To evaluate the concept, four Reserve Functional Teams were employed during Clark's recently completed counter- narcotics deployment in the Caribbean. Augmenting Clark were Combat Operations Center functional teams from Albany, N.Y., and Milwaukee, Wis., as well as FFG ship deck operations teams from Asheville, N.C., and Sioux City, Iowa.
The navy blue and gold on the shield of the coat of arms are the traditional colors of the U.S. Navy and the Academy of which Admiral Clark was a graduate. The pheons (arrowheads) represent the three wars in which he served. The upper pheon and wings allude to the ship's airborne weapons systems as well as to the Admiral's career-long interest in naval aviation and his skill as a navigator and battle tactician. The pheons further are symbolic of the weapons system of CLARK, and the ability to strike the enemy from great distances.
The winged sea horse on the crest is a symbol of Admiral Clark's career, relating to his close and long association with the air arm of the U.S. Navy and to his foresight and mastery of the combat tactics of air weapons systems. The thirteen stars denote his World War II campaign participation, the collar bearing the cross represents his highest award, the Navy Cross. The arrowhead refers to his home state of Oklahoma and to his Cherokee Indian heritage; the decresent simulates the initial letter of his last name.
Joseph J. "Jocko" Clark
"Part Cherokee, part Southern Methodist, but all fighter," Admiral Joseph James (Jocko) Clark, bold aircraft carrier commander and World War II hero, was thus described by the Navy historian Samuel Eliot Morison.
The legendary admiral forged a distinguished reputation as a fearless, aggressive leader and brilliant tactician during a 40 year career from service as Deck Officer, to pilot, to Fleet Commander.

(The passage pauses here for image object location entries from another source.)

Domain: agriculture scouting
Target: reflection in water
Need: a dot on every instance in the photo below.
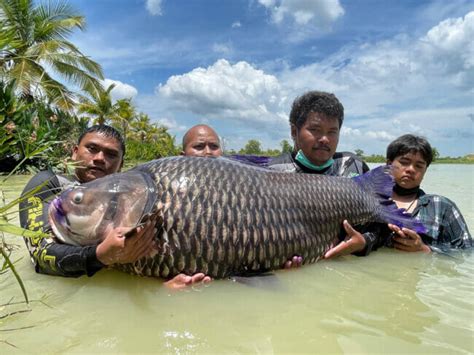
(387, 302)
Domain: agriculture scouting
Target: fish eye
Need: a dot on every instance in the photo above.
(77, 198)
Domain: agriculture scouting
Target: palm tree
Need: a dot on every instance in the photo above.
(141, 127)
(98, 105)
(125, 115)
(33, 48)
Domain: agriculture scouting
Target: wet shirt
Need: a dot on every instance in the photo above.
(48, 255)
(345, 164)
(446, 227)
(444, 222)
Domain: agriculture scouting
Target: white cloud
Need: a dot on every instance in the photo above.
(222, 48)
(389, 88)
(121, 90)
(304, 12)
(239, 92)
(154, 7)
(171, 124)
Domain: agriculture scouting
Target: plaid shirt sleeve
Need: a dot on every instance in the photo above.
(445, 223)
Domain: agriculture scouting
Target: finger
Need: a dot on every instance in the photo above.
(401, 240)
(402, 247)
(206, 280)
(348, 228)
(410, 233)
(394, 227)
(180, 281)
(342, 248)
(197, 278)
(299, 262)
(294, 262)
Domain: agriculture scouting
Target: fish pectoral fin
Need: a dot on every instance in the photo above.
(265, 280)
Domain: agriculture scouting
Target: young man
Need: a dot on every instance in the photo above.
(316, 118)
(99, 152)
(410, 157)
(201, 141)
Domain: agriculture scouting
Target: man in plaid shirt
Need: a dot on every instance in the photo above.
(410, 157)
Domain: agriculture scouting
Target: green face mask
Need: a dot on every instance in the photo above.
(300, 157)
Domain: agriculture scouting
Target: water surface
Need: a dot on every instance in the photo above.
(389, 302)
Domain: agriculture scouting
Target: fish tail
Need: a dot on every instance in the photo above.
(379, 182)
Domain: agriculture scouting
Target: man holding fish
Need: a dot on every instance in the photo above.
(99, 152)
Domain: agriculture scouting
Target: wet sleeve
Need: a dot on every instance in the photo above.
(375, 235)
(455, 231)
(49, 256)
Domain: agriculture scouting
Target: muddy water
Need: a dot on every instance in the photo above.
(389, 302)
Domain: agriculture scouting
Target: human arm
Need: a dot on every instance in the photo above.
(408, 240)
(358, 243)
(53, 258)
(182, 281)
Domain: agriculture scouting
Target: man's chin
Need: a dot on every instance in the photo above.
(93, 174)
(320, 158)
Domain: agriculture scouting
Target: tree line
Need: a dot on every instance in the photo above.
(41, 115)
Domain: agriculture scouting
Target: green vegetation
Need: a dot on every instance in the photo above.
(378, 158)
(41, 114)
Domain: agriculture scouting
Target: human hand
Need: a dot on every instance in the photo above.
(118, 249)
(181, 281)
(293, 263)
(408, 240)
(353, 242)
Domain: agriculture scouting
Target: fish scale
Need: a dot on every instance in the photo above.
(222, 217)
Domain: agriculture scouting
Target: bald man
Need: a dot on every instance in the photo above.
(201, 141)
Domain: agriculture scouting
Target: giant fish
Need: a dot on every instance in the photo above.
(222, 217)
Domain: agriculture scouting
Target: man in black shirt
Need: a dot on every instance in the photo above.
(316, 118)
(99, 152)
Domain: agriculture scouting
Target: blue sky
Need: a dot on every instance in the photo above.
(397, 66)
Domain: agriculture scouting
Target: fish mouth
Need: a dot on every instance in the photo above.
(325, 148)
(59, 222)
(96, 169)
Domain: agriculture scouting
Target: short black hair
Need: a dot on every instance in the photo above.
(409, 143)
(107, 131)
(317, 102)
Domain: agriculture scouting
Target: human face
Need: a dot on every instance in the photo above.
(202, 142)
(318, 137)
(409, 169)
(97, 155)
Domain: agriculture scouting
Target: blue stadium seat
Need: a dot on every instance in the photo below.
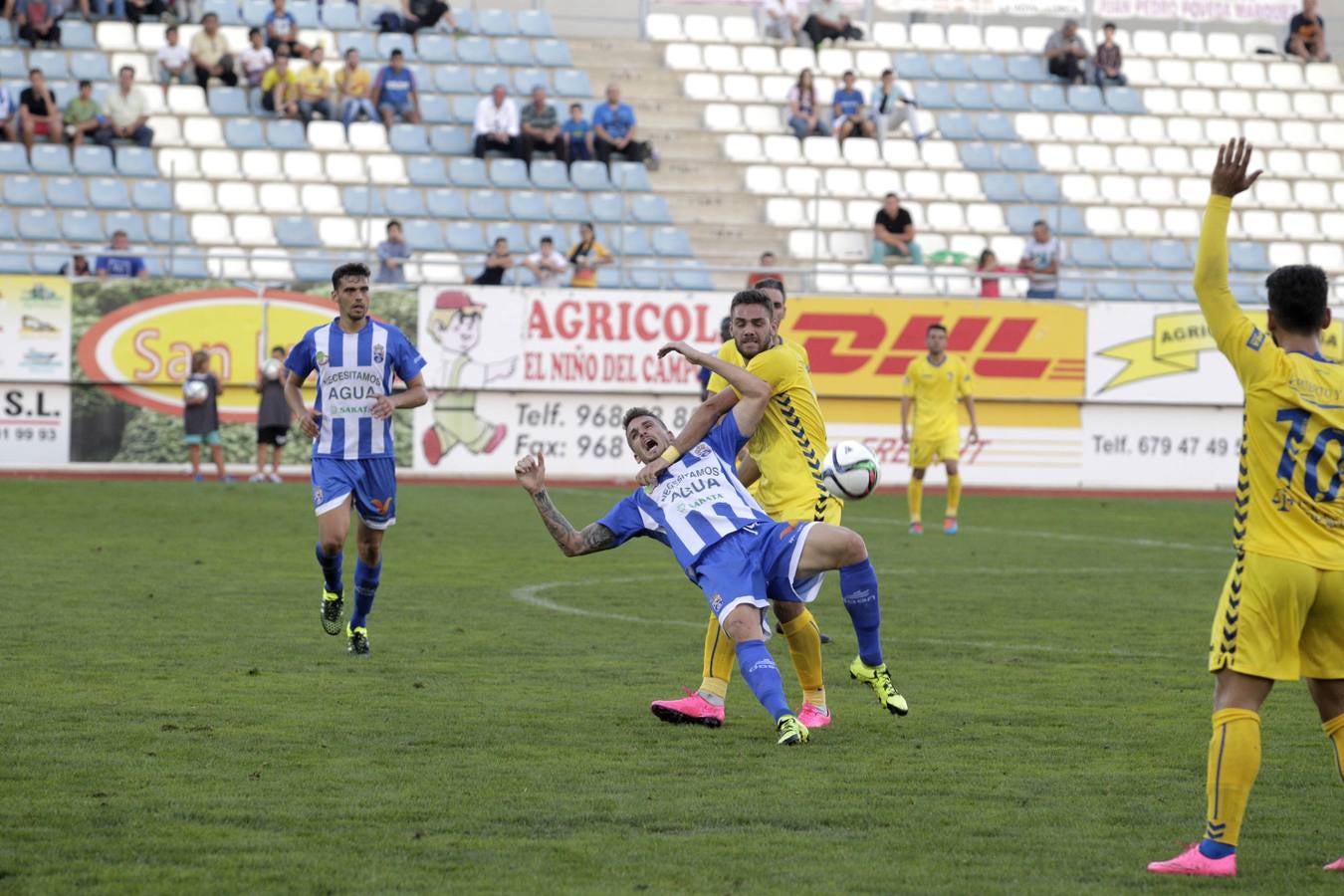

Admiral Clark served as Executive Officer of the USS YORKTOWN; then he was designated the first Commanding Officer of two new carriers: USS SUWANEE and the new USS YORKTOWN. Later during World War II, he commanded a carrier task group. During the Korean War he commanded TASK FORCE 77, and was eventually assigned as Commander of the Seventh Fleet.
During World War I, Admiral Clark served on board the cruiser USS NORTH CAROLINA on Atlantic convoy duty. Subsequently, he served on board the USS AARON WARD, which was built at the Bath Iron Works, as was the ship that bears his name. Admiral Clark assumed command of the destroyer USS BROOKS in 1921. In 1925 he was designated a Naval Aviator, and thus commenced the chapter of his career in which he helped to pioneer developments in aviation tactics and doctrine that eventually proved successful in World War II. He was advanced to the rank of Admiral on the basis of the many citations he received in combat during World War II.
Admiral Clark retired from active duty on 1 December 1953. He died 13 July 1971 in St. Albans, New York.
Former Chairman of the Joint Chiefs of Staff, Admiral Arthur W. Radford, has this to say of his departed shipmate and friend, "His is a quality not to be forgotton or lost as American youth today takes up the good fight where we left off."